For the case where g can be considered constant, yes, you would maximize the integral in #37, which actually amounts to maximizing the expression in brackets--more precisely, you would find the function h(t) that maximizes the expression in brackets.

I'm not sure what you mean by "use a Newtonian equation".
 
  • #41
I still have not been able to figure this out. I stopped working on it for a while because I've been extremely busy. So to recap, when I apply calculus of variation (Euler-Lagrange) to the integrand on post #37, I get a(t) which I can integrate once to obtain v(t) and once more to obtain h(t). Then what do I do with those equations in respect to time, simply plug in a value for t or what? That's the part that is throwing me off a bit.
 
  • #42
Alcubierre said:
when I apply calculus of variation (Euler-Lagrange) to the integrand on post #37, I get a(t) which I can integrate once to obtain v(t) and once more to obtain h(t). Then what do I do with those equations in respect to time, simply plug in a value for t or what?

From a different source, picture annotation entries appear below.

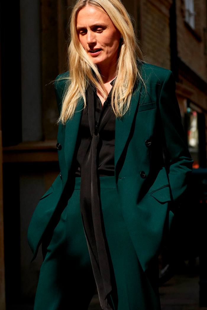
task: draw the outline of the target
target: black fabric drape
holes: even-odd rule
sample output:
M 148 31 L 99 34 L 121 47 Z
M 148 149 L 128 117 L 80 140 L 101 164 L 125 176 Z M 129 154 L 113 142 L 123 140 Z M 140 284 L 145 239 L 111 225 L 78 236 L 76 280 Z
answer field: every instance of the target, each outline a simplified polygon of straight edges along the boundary
M 109 96 L 111 92 L 111 91 Z M 110 106 L 104 106 L 106 108 L 104 113 L 101 113 L 98 124 L 95 124 L 94 94 L 91 86 L 88 88 L 87 94 L 88 121 L 92 139 L 81 167 L 81 212 L 101 305 L 103 309 L 110 309 L 112 308 L 108 304 L 106 298 L 111 291 L 112 287 L 99 195 L 97 151 L 100 140 L 99 133 L 113 112 Z

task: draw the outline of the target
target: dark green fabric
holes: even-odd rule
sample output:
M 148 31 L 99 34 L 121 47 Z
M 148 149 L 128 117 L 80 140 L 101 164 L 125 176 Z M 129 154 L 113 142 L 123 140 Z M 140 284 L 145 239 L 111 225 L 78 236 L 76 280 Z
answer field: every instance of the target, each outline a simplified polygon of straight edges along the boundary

If you want to answer the question posed in the OP (in the Feynman quote), the function h(t) *is* the answer.

If you want to find the actual numerical value of the height at a given time t, yes, plug that value of t into the function h(t). Note that, as I said in an earlier post, h(t) will have a term v_0 t, as well as the - 1/2 g t^2 term, corresponding to an initial upward velocity v_0. To find the actual numerical value of v_0, you use the fact that h(t) = 0 when t = 1 hour; that let's you solve for v_0 in terms of g.
 
  • #43
So what is the difference between using 1/(c^2)[gh - .5gh'^2] (from post #37) and GM/(R^2) - .5gh'^2?
 
  • #44
Alcubierre said:
So what is the difference between using 1/(c^2)[gh - .5gh'^2] (from post #37) and GM/(R^2) - .5gh'^2?

I'm not sure what you actually meant to ask about with the second formula. If you meant this (note that I have inserted an h in the first term and a factor of 1 / c^2 in front to make the units the same as those in the first formula)...

\frac{1}{c^2} \left[ \frac{GM}{R^2} h - \frac{1}{2} \left( \frac{dh}{dt} \right)^2 \right]

...then this is just a rewrite of the first formula with GM/R^2 substituted for g. But if you meant the alternate formula I gave in post #20, you've left out a term and got an extra factor of R in the first term; it should be (correcting the units again):

\frac{1}{c^2} \left[ \frac{GM}{R} - \frac{GM}{R + h} - \frac{1}{2} \left( \frac{dh}{dt} \right)^2 \right]

If the latter is what you meant, the difference between the two formulas is that the first is only valid for short trajectories, while the second is valid generally. As Samshorn pointed out in a fairly early post in this thread, a one-hour time of flight, which is the actual number posed in the OP, is long enough that the first formula is not valid. However, as I pointed out in a somewhat later post, integrating the second formula is harder because of the h in the denominator of the second term.